Discussion et conclusion |
Les investigations médico-légales ont permis de dire que le décès de l’enfant résulte de façon directe et exclusive d’une intoxication aiguë au fentanyl. Sur l’origine du fentanyl, l’enquête a montré que le frère du défunt (6 ans), en soins palliatifs, recevait un traitement par Durogesic® 25μg/h, dispositif transdermique, dont plusieurs boîtes ont été retrouvées au domicile. En dépit des difficultés connues d’interprétation des concentrations post-mortem de fentanyl, liées notamment au phénomène de redistribution post-mortem qui n’a pu être objectivé ici en raison de l’absence de sang périphérique, la concentration retrouvée dans le sang de l’enfant peut être considérée comme élevée. Cette concentration et le délai court de quelques heures écoulé entre le moment où l’enfant a été vu vivant la dernière fois et son décès s’accordent mal avec l’hypothèse d’une administration unique transdermique de cinétique de résorption lente, un patch de Durogesic® étant conçu pour délivrer le fentanyl (4,2mg pour un patch dosé à 25μg/h) à vitesse constante sur une durée de 72h. Plusieurs études de pharmacocinétique réalisées en pédiatrie vont dans ce sens, en particulier celle menée chez 8 enfants d’âge moyen 42 mois, traités par Durogesic® 25μg/h, montrant un Cmax et Tmax médian respectivement de 1,6ng/mL et 18h.

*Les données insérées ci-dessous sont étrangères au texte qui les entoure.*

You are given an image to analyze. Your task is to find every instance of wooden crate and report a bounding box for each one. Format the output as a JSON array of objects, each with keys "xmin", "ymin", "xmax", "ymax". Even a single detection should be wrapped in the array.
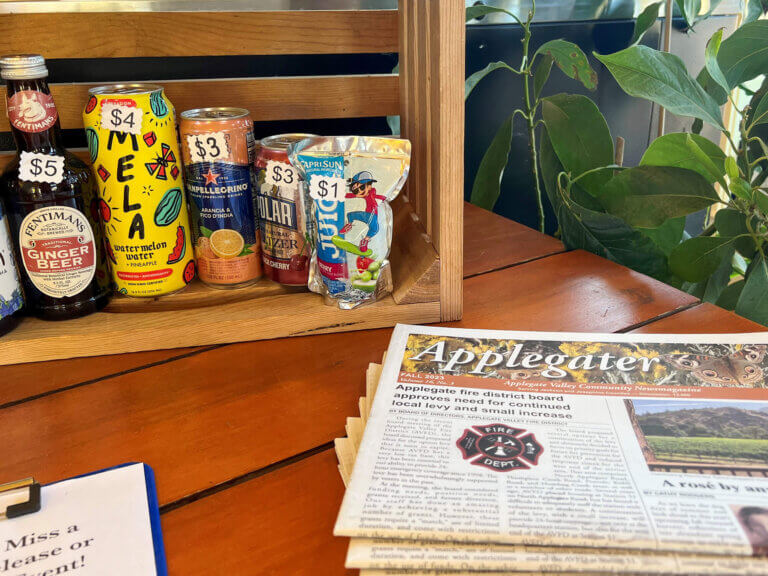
[{"xmin": 0, "ymin": 0, "xmax": 464, "ymax": 364}]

L’hypothèse la plus vraisemblable pour cet enfant, qui selon l’entourage jouait souvent à terre, est celle d’un patch usagé porté accidentellement à la bouche, puis sucé et mâché pendant quelques minutes sans l’avaler, le dispositif n’ayant pas été retrouvé dans le tractus digestif lors de l’autopsie. De rares cas similaires survenus chez l’enfant sont décrits dans la littérature. Sachant qu’un patch usagé contiendrait encore environ 50 % de principe actif après 72h d’utilisation, la quantité résiduelle pour un patch de 25μg/g, serait ainsi de l’ordre de 2mg de fentanyl, soit la dose létale estimée chez l’adulte. Par ailleurs, pour du fentanyl à action rapide donné par voie sublinguale, 80 % de la concentration sanguine maximale est atteinte en moins de 30min. Dans ce contexte, il est donc possible d’expliquer la mort de l’enfant par la succion et le mâchage d’un patch usagé provenant du traitement de son frère, conduisant à une imprégnation massive par le fentanyl dans un laps de temps court. C’est cette hypothèse qui a été privilégiée. Le patch vraisemblablement recraché n’a pas été retrouvé dans le logement de petite taille et en grand désordre.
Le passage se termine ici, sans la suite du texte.